Re: POC: Parallel processing of indexes in autovacuum

From: Masahiko Sawada <sawada(dot)mshk(at)gmail(dot)com>
To: Daniil Davydov <3danissimo(at)gmail(dot)com>
Cc: SATYANARAYANA NARLAPURAM <satyanarlapuram(at)gmail(dot)com>, Bharath Rupireddy <bharath(dot)rupireddyforpostgres(at)gmail(dot)com>, Sami Imseih <samimseih(at)gmail(dot)com>, Alexander Korotkov <aekorotkov(at)gmail(dot)com>, Matheus Alcantara <matheusssilv97(at)gmail(dot)com>, Maxim Orlov <orlovmg(at)gmail(dot)com>, Postgres hackers <pgsql-hackers(at)lists(dot)postgresql(dot)org>
Subject: Re: POC: Parallel processing of indexes in autovacuum
Date: 2026-03-31 21:19:41
Message-ID: CAD21AoAvZc6Rwi1hZ7x+U3vz7AMMSpcbQ2JBn6+WmQp-3yfKMg@mail.gmail.com
Views: Whole Thread | Raw Message | Download mbox | Resend email
Thread:
Lists: pgsql-hackers

On Tue, Mar 31, 2026 at 7:18 AM Daniil Davydov <3danissimo(at)gmail(dot)com> wrote:
>
> Hi,
>
> On Tue, Mar 31, 2026 at 2:09 PM Masahiko Sawada <sawada(dot)mshk(at)gmail(dot)com> wrote:
> >
> > I've made some changes to the documentation part, merged two patches
> > into one, and updated the commit message. Please review the attached
> > patch.
> >
>
> Great, thank you very much!
>
> Again, I don't know how to write the documentation well, so you can ignore
> my comments :
>
> > + <command>VACUUM</command> can perform index vacuuming and index cleanup
> Don't we need to mention autovacuum here too? I thought that VACUUM in the
> context means "manual VACUUM command".

I think that the documentation explains that the autovacuum daemon is
a worker automatically executing VACUUM and ANALYZE commands.

>
> > + ...applies specifically to the index vacuuming and index cleanup phases...
> Maybe we can refer to "vacuum-phases" here?

Agreed.

>
> All other changes look good to me.
>
> !!!
> > Searching for arguments in
> > favor of opt-in style, I asked for help from another person who has been
> > managing the setup of highload systems for decades. He promised to share his
> > opinion next week.
>
> I talked to Anton Doroshkevich today.

Thank you for sharing!

> He confirmed that as a rule there are *hundreds of thousands* of tables in the
> system, the vast majority of which do not need to be vacuumed in parallel mode.

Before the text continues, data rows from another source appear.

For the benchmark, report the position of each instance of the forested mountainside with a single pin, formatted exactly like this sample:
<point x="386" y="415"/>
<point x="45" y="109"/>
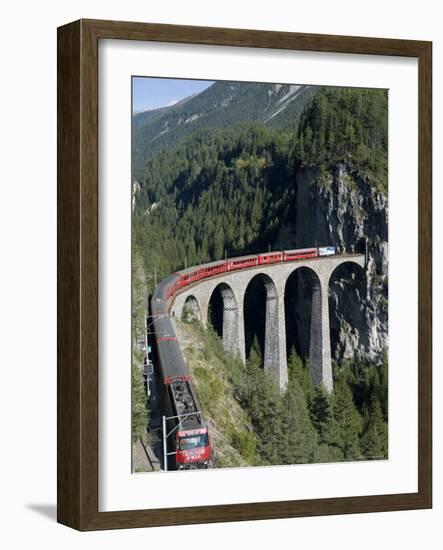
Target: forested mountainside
<point x="317" y="176"/>
<point x="222" y="105"/>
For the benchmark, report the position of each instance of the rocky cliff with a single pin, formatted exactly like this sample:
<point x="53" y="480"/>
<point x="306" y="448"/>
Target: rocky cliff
<point x="345" y="209"/>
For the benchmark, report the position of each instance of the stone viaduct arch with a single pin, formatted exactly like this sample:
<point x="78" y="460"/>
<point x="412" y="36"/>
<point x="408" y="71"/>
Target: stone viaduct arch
<point x="234" y="285"/>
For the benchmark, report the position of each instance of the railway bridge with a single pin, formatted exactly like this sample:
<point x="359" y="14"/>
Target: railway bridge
<point x="232" y="286"/>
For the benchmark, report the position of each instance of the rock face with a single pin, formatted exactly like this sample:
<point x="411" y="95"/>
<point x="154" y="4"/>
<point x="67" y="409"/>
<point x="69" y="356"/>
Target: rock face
<point x="344" y="209"/>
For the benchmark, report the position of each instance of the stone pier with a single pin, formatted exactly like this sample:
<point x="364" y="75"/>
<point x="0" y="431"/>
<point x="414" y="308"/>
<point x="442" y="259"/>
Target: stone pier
<point x="233" y="286"/>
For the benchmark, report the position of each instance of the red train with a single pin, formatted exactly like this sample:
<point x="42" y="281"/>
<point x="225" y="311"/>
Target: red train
<point x="193" y="274"/>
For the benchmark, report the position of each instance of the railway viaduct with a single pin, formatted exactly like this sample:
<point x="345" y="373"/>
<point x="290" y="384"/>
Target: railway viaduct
<point x="232" y="287"/>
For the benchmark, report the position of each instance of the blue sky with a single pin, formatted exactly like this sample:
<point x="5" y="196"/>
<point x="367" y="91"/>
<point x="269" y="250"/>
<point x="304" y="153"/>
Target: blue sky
<point x="152" y="93"/>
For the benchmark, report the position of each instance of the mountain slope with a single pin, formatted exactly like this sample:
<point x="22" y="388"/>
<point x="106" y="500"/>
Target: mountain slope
<point x="222" y="105"/>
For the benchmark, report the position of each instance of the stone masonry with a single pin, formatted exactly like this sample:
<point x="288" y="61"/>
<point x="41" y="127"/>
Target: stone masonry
<point x="233" y="287"/>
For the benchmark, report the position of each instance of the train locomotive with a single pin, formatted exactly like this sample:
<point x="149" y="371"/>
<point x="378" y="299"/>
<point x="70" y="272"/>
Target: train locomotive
<point x="190" y="439"/>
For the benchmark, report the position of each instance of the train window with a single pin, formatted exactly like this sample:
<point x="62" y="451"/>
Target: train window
<point x="187" y="443"/>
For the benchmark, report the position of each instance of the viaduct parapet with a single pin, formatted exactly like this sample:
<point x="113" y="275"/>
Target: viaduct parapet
<point x="233" y="285"/>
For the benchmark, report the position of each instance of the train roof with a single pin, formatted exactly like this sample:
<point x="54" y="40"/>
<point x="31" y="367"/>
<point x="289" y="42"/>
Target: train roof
<point x="300" y="250"/>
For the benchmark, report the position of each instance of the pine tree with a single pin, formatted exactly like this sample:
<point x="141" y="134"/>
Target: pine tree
<point x="348" y="421"/>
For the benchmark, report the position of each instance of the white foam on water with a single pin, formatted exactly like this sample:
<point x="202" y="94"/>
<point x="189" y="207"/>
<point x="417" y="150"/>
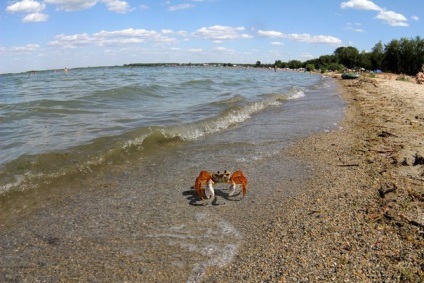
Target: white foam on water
<point x="214" y="239"/>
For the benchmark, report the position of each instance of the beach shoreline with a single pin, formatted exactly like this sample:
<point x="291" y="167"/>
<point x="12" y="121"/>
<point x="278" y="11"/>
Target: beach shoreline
<point x="343" y="204"/>
<point x="361" y="216"/>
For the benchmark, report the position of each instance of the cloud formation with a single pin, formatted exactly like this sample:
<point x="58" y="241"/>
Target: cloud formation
<point x="304" y="37"/>
<point x="33" y="9"/>
<point x="388" y="17"/>
<point x="218" y="32"/>
<point x="119" y="37"/>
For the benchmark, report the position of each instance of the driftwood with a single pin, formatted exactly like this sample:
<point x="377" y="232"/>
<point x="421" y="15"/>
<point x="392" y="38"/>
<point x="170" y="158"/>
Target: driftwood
<point x="384" y="191"/>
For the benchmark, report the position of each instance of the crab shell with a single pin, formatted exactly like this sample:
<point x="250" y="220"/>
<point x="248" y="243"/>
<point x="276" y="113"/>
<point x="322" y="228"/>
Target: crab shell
<point x="221" y="177"/>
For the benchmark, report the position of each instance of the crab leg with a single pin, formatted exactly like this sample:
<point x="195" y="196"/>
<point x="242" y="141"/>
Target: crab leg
<point x="239" y="179"/>
<point x="201" y="180"/>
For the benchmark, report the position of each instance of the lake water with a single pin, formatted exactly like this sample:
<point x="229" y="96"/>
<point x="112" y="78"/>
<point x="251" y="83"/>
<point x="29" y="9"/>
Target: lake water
<point x="104" y="160"/>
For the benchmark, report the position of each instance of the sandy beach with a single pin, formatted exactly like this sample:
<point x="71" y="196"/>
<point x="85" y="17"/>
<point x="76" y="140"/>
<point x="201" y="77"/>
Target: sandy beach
<point x="361" y="217"/>
<point x="343" y="205"/>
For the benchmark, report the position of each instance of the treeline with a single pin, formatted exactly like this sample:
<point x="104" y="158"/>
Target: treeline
<point x="404" y="56"/>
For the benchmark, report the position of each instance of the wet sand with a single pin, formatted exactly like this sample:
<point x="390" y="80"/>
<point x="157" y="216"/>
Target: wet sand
<point x="356" y="215"/>
<point x="361" y="217"/>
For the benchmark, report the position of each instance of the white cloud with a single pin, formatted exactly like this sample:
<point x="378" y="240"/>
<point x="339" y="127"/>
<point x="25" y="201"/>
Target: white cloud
<point x="270" y="33"/>
<point x="360" y="5"/>
<point x="35" y="17"/>
<point x="107" y="38"/>
<point x="32" y="8"/>
<point x="221" y="33"/>
<point x="72" y="5"/>
<point x="392" y="18"/>
<point x="223" y="49"/>
<point x="195" y="50"/>
<point x="20" y="49"/>
<point x="306" y="56"/>
<point x="389" y="17"/>
<point x="354" y="27"/>
<point x="180" y="7"/>
<point x="26" y="6"/>
<point x="307" y="38"/>
<point x="117" y="6"/>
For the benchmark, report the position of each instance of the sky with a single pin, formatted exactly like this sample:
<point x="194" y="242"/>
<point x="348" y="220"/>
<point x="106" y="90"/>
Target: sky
<point x="54" y="34"/>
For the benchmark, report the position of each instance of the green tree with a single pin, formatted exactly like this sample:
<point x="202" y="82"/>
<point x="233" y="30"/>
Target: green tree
<point x="295" y="64"/>
<point x="377" y="54"/>
<point x="348" y="56"/>
<point x="391" y="58"/>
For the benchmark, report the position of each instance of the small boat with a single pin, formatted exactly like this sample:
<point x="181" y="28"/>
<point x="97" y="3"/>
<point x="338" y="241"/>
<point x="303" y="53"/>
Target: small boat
<point x="350" y="76"/>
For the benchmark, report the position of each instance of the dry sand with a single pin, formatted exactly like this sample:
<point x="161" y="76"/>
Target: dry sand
<point x="361" y="218"/>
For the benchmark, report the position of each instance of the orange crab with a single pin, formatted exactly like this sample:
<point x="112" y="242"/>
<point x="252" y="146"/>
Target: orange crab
<point x="237" y="178"/>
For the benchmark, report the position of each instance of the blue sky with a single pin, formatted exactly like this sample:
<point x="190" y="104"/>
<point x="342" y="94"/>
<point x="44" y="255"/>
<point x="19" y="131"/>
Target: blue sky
<point x="49" y="34"/>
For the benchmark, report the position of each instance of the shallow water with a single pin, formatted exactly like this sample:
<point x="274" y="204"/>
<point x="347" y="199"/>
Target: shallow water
<point x="134" y="216"/>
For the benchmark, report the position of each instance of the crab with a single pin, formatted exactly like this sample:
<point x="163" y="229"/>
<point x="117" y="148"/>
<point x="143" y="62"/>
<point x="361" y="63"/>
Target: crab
<point x="208" y="179"/>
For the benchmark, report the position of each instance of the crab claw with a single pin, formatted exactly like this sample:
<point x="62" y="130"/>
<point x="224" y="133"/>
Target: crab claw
<point x="201" y="180"/>
<point x="232" y="189"/>
<point x="239" y="179"/>
<point x="209" y="191"/>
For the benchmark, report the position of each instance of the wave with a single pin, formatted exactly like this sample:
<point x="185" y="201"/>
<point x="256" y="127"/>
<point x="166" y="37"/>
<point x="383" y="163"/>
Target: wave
<point x="30" y="171"/>
<point x="295" y="93"/>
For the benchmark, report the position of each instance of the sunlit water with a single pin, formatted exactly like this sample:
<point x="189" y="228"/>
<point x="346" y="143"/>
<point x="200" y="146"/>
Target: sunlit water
<point x="104" y="159"/>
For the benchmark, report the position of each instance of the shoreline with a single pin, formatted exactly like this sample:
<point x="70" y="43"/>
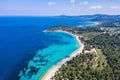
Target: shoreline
<point x="51" y="72"/>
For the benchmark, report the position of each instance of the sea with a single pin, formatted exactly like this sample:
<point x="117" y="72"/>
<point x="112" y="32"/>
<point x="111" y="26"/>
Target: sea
<point x="26" y="52"/>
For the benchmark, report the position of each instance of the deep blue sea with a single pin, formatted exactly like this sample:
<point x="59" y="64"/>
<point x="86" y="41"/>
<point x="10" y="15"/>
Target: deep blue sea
<point x="26" y="52"/>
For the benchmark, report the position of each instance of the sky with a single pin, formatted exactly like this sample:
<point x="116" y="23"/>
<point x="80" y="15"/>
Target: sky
<point x="59" y="7"/>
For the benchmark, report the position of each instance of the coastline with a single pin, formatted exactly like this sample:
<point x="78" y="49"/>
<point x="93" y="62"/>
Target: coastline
<point x="51" y="72"/>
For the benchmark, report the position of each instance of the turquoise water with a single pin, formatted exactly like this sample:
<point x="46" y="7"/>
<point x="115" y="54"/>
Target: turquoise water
<point x="50" y="56"/>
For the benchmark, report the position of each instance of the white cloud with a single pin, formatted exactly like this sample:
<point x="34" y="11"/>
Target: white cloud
<point x="84" y="3"/>
<point x="51" y="3"/>
<point x="72" y="1"/>
<point x="96" y="7"/>
<point x="115" y="7"/>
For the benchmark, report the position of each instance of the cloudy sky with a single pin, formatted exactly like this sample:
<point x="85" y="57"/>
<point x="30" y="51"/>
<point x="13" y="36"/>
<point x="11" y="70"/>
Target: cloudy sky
<point x="59" y="7"/>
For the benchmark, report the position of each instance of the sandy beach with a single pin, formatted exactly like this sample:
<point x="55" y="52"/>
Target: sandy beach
<point x="51" y="72"/>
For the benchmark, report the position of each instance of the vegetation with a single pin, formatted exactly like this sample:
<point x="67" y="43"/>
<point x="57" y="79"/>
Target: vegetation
<point x="100" y="59"/>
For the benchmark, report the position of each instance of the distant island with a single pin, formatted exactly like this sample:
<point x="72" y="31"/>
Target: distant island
<point x="100" y="58"/>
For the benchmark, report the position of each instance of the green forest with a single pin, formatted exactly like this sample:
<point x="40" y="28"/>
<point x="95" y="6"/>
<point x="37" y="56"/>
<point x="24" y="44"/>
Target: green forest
<point x="104" y="64"/>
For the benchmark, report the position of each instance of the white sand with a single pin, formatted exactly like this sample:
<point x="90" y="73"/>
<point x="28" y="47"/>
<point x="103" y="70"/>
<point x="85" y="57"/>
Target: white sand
<point x="51" y="72"/>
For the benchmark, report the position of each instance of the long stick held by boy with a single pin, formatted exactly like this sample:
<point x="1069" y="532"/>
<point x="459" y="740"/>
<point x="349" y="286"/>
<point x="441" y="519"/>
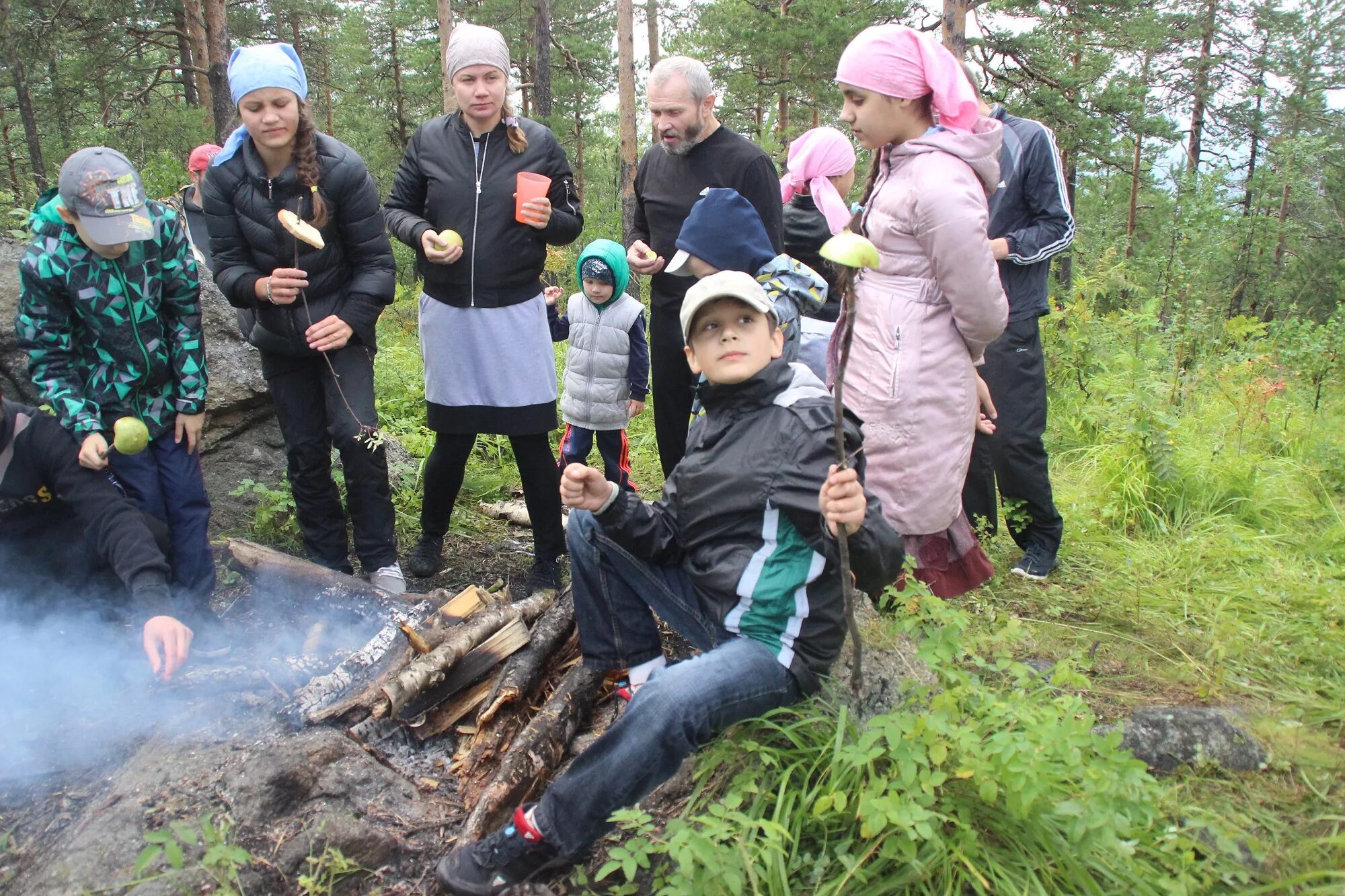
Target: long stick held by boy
<point x="740" y="557"/>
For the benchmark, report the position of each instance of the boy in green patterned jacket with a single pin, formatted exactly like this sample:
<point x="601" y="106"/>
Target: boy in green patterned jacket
<point x="110" y="313"/>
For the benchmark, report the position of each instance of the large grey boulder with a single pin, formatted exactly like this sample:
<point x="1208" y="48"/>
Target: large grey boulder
<point x="1169" y="737"/>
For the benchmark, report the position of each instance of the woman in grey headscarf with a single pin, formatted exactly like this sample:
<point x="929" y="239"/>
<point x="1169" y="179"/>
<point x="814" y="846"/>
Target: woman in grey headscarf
<point x="489" y="361"/>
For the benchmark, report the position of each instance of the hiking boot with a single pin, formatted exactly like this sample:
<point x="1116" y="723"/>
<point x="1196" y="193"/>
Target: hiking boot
<point x="1036" y="563"/>
<point x="427" y="557"/>
<point x="389" y="579"/>
<point x="513" y="854"/>
<point x="545" y="575"/>
<point x="210" y="642"/>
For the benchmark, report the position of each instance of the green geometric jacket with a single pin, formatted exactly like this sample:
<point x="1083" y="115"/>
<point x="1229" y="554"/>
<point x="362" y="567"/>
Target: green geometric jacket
<point x="112" y="338"/>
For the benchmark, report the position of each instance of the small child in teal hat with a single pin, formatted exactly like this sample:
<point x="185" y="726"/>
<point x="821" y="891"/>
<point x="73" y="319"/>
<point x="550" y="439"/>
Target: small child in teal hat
<point x="607" y="368"/>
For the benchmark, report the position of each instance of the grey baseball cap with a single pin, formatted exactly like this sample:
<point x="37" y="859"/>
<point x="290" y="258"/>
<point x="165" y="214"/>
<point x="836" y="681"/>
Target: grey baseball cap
<point x="104" y="190"/>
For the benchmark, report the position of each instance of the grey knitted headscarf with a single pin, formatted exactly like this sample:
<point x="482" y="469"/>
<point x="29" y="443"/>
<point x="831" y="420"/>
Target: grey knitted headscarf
<point x="477" y="46"/>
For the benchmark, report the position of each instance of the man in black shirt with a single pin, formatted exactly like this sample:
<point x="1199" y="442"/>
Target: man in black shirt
<point x="63" y="525"/>
<point x="695" y="153"/>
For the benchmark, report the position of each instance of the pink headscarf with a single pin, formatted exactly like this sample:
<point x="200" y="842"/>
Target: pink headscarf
<point x="816" y="157"/>
<point x="900" y="63"/>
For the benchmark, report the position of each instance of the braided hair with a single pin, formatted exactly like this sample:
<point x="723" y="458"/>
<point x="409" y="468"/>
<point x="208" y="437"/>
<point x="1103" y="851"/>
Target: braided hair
<point x="306" y="162"/>
<point x="517" y="139"/>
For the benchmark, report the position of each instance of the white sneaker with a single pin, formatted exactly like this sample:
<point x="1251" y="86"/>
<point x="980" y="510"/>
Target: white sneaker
<point x="391" y="579"/>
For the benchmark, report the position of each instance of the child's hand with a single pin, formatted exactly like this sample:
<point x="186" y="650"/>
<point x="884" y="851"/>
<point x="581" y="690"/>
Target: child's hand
<point x="584" y="487"/>
<point x="439" y="251"/>
<point x="93" y="452"/>
<point x="841" y="499"/>
<point x="284" y="286"/>
<point x="189" y="427"/>
<point x="167" y="643"/>
<point x="988" y="412"/>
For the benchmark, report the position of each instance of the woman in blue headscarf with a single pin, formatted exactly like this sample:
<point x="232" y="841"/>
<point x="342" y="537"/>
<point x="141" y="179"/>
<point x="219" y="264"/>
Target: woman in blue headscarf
<point x="310" y="310"/>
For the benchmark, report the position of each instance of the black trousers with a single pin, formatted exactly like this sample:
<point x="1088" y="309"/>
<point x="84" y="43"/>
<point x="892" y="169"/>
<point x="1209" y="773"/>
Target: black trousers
<point x="537" y="469"/>
<point x="313" y="419"/>
<point x="673" y="386"/>
<point x="1015" y="458"/>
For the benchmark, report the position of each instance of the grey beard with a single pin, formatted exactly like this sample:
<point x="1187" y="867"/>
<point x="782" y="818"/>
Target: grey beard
<point x="689" y="140"/>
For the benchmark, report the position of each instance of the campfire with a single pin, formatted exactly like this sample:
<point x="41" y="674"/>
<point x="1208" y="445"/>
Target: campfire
<point x="473" y="688"/>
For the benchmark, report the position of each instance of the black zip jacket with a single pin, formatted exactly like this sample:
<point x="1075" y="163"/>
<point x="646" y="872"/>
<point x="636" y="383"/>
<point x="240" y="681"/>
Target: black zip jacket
<point x="740" y="514"/>
<point x="1031" y="209"/>
<point x="42" y="486"/>
<point x="445" y="185"/>
<point x="353" y="276"/>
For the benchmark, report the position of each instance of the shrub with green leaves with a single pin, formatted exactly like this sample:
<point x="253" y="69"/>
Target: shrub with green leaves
<point x="991" y="779"/>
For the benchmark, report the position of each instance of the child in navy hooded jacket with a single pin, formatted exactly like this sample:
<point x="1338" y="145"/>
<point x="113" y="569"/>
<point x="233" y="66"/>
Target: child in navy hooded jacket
<point x="726" y="233"/>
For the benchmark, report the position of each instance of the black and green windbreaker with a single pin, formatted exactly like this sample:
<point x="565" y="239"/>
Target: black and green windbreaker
<point x="112" y="338"/>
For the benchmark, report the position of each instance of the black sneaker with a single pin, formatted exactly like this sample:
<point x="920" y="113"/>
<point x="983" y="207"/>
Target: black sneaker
<point x="427" y="557"/>
<point x="1036" y="563"/>
<point x="513" y="854"/>
<point x="545" y="575"/>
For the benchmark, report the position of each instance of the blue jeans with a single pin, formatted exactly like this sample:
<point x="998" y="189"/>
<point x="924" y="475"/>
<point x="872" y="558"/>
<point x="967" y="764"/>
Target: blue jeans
<point x="680" y="709"/>
<point x="166" y="482"/>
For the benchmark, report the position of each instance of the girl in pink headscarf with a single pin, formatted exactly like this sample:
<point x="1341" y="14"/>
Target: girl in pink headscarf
<point x="820" y="178"/>
<point x="925" y="317"/>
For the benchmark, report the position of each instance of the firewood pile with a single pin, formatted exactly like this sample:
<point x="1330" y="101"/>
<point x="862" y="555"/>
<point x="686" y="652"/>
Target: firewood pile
<point x="502" y="677"/>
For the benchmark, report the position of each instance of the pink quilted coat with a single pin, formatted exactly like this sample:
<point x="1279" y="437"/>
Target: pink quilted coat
<point x="923" y="321"/>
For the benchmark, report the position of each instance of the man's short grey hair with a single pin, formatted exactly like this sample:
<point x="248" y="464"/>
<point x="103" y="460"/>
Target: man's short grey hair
<point x="692" y="71"/>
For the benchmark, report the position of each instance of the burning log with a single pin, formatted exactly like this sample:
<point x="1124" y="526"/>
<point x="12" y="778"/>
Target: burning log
<point x="449" y="713"/>
<point x="267" y="563"/>
<point x="414" y="638"/>
<point x="430" y="669"/>
<point x="470" y="669"/>
<point x="524" y="670"/>
<point x="536" y="751"/>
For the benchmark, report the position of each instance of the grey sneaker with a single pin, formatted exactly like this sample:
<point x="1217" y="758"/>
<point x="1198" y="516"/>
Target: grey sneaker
<point x="1036" y="563"/>
<point x="391" y="579"/>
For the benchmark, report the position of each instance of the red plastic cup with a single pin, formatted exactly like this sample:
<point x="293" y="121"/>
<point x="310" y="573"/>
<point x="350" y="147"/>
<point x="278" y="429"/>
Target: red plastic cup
<point x="531" y="186"/>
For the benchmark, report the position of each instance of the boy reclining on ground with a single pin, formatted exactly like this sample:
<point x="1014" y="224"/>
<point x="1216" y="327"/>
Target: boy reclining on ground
<point x="740" y="557"/>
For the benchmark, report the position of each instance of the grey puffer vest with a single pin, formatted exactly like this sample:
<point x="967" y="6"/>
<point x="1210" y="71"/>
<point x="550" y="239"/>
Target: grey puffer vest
<point x="598" y="380"/>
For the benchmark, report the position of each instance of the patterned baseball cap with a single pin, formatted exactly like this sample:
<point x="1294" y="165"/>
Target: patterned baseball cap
<point x="104" y="190"/>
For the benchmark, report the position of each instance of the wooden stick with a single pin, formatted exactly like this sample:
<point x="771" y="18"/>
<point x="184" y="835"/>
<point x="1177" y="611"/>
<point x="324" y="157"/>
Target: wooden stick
<point x="471" y="667"/>
<point x="843" y="462"/>
<point x="536" y="751"/>
<point x="262" y="561"/>
<point x="527" y="666"/>
<point x="428" y="669"/>
<point x="447" y="715"/>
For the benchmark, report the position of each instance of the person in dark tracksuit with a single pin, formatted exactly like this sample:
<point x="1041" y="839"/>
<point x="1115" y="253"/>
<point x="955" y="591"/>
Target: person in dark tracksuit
<point x="1030" y="222"/>
<point x="740" y="556"/>
<point x="65" y="526"/>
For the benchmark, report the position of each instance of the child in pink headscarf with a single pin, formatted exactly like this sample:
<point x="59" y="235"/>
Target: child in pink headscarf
<point x="925" y="317"/>
<point x="814" y="190"/>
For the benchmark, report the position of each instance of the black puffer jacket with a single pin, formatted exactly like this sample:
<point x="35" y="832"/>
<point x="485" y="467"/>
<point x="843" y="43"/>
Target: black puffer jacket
<point x="353" y="276"/>
<point x="805" y="232"/>
<point x="436" y="189"/>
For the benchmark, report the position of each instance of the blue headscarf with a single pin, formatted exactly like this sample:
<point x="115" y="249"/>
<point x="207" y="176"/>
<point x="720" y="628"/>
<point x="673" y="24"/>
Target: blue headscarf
<point x="268" y="65"/>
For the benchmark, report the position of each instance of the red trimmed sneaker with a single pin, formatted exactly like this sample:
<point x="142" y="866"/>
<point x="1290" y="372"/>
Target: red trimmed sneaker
<point x="513" y="854"/>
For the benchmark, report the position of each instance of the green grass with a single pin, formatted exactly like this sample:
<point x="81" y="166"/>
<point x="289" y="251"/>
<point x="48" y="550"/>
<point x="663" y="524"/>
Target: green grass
<point x="1204" y="563"/>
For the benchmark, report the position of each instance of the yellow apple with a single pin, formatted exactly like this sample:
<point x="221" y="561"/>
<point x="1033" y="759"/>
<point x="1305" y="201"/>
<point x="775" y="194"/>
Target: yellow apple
<point x="851" y="249"/>
<point x="130" y="436"/>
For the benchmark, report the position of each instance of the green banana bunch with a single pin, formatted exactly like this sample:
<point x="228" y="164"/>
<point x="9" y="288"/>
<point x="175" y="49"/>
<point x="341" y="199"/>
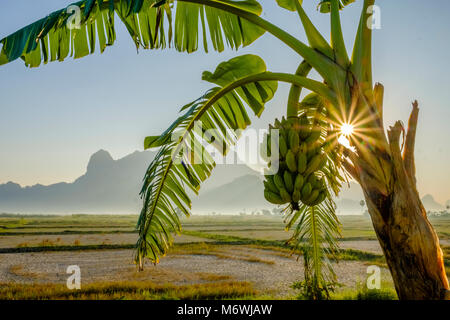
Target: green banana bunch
<point x="300" y="176"/>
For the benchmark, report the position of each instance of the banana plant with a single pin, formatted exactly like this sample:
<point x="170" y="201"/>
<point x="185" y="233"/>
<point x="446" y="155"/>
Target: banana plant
<point x="385" y="171"/>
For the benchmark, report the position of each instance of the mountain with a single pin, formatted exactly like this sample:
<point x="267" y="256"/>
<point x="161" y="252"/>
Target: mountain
<point x="108" y="186"/>
<point x="112" y="186"/>
<point x="245" y="193"/>
<point x="430" y="204"/>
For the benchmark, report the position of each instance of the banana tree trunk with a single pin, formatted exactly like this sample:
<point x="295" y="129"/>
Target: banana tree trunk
<point x="409" y="243"/>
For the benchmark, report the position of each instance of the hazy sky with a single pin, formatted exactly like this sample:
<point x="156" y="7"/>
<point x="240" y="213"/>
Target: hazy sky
<point x="54" y="117"/>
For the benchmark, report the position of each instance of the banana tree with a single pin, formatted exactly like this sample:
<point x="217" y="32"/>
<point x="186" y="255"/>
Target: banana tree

I'm still struggling to see the technical justification; why would a
user want to avoid parallel vacuuming on eligible tables if they have
already explicitly allowed the system to use more resources by setting
autovacuum_max_parallel_workers to >0? If resource contention occurs,
it is typically a sign that the global parameters need re-tuning. As I
mentioned, the same contention can occur even with an opt-in style if
multiple tables are manually configured.

Also, I'm concerned that opt-in style could confuse users since
parallel vacuum is enabled by default in VACUUM command.

> He also suggested the following : let the reloption overlap the value of the
> GUC parameter. I.e. even if av_max_parallel_workers parameters is 0 the user
> still can set the av_parallel_workers to 10 for some table, and autovacuum
> will process this table in parallel.
>
> I remember that you want to use the GUC parameter as a global switch, and this
> approach will break this logic. But according to Anton's words, it is okay if
> the GUC parameter cannot disable parallel a/v for all tables instantly. It will
> become an administrator's responsibility to manually turn off parallel a/v for
> several tables (again, it is completely OK). Thus, this feature can be handy
> for all use cases.

While some autovacuum parameters do override GUCs, those are typically
local to the process (like cost delay). Parallel workers, however, are
a shared system-wide resource. In a multi-tenant environment, allowing
a single table's reloption to bypass the
autovacuum_max_parallel_workers = 0 limit could lead to unexpected
exhaustion of the worker pool. I think that this GUC should act as a
reliable global switch for resource management.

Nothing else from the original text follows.